More recently, Donald Super's (1980) life-span, life-space career development theory is consistent with the model of competencies specific to the technical work system. This system is typified by automation and the organization of work in small groups that are responsible for results. In this context, workers must develop new operational know-how and also new competencies (e.g., the capacity to show initiative, to take responsibilities, to cooperate, to be rigorous; Zarifian, 2001). Career counseling is then a method both to formalize operational know-how and competencies and to help with occupational (or professional) and personal development.
Most recently, globalization of the economy and work has notably led to an increase in employment in the secondary job market. This is known to involve relatively unskilled and precarious occupations that are often performed under difficult conditions. Workers in this market have little chance of one day entering the primary job market. To use the expression of Paugham (2000), they are "precarious employees," workers whose occupational existence does not constitute a career. In such a context, guidance seems to be helpful primarily during occupational and personal transitions (e.g., from one job to another, from a job to further education, from one location to another).
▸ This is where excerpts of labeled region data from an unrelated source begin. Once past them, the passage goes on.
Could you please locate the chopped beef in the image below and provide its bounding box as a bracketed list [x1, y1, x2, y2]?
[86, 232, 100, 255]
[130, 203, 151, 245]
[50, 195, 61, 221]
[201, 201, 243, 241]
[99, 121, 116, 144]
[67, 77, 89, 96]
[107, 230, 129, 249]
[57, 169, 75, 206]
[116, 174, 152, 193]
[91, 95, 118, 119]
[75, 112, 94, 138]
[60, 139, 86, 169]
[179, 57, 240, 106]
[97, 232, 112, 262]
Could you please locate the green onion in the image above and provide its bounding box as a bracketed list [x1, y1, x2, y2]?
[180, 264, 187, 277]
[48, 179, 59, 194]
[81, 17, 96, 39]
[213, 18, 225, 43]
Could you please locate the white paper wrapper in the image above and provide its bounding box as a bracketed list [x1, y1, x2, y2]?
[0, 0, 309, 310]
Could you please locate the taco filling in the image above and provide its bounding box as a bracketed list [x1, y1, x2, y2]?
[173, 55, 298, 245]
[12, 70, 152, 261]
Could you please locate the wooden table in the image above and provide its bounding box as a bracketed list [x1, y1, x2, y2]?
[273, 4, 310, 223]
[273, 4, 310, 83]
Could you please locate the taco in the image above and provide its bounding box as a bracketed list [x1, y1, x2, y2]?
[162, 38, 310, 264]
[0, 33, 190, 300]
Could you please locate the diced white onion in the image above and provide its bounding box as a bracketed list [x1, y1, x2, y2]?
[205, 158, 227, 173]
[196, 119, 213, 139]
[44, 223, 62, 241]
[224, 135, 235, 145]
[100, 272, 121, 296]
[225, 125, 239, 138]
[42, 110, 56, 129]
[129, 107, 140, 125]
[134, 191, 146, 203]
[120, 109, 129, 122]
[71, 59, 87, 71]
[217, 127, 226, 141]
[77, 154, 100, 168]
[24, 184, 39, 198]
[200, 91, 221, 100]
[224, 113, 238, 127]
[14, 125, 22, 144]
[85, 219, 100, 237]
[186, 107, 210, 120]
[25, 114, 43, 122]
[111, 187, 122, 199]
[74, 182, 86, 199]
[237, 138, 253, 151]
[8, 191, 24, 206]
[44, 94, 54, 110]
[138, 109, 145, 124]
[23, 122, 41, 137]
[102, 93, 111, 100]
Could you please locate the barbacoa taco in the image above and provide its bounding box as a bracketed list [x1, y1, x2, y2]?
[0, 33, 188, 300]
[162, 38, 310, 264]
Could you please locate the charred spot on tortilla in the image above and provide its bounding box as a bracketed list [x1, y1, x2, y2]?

School Structure and Student Distribution Procedures
Because forms of work organization that influence career issues are similar in all industrialized countries, these career issues are somewhat universal. In contrast, forms of school organization are determined locally. This is why certain career guidance practices vary according to school organization structures and according to procedures used to distribute students between different training tracks.
This point can be briefly illustrated by mentioning two very different models of education: the German and the French. In Germany, there are three types of middle schools (die Hauptschule, die Realschule, and das Gymnasium). Die Hauptschule is a sort of continuation of elementary school. Die Realschule is similar to a junior high school. Both Realschule and Hauptschule lead most of their students to an apprenticeship. Das Gymnasium is a sort of integrated junior and senior (traditional) high school, which mainly leads its students to the university. Technical and vocational training is essentially completed through working apprenticeships. In France, there is only one type of middle school, le college (junior high school), followed by le lycee (senior high school). Although technical and vocational training form part of the French school system, this training takes place in lycees.
The problems dealt with by career counselors clearly differ between such different types of school organization. German career counselors intervene at the time of transition from general school to vocational training at work. They help this transition to run smoothly by ensuring that choices are rational. They must clearly take into account the demands of the employer regarding skills and attitudes. In France, this transition to vocational training occurs within the very heart of the school system and academic evaluations prevail: grades in disciplines considered to be more important (e.g., math, French language) are the main criteria used to channel students to one or another specific occupational or technological program or to a more general program. Thus, teacher evaluations are of fundamental importance, and the role of counselors in this student distribution process is relatively minor. At best, counselors might support the adolescents, and their opinion may or may not be taken into account by those in a position to decide.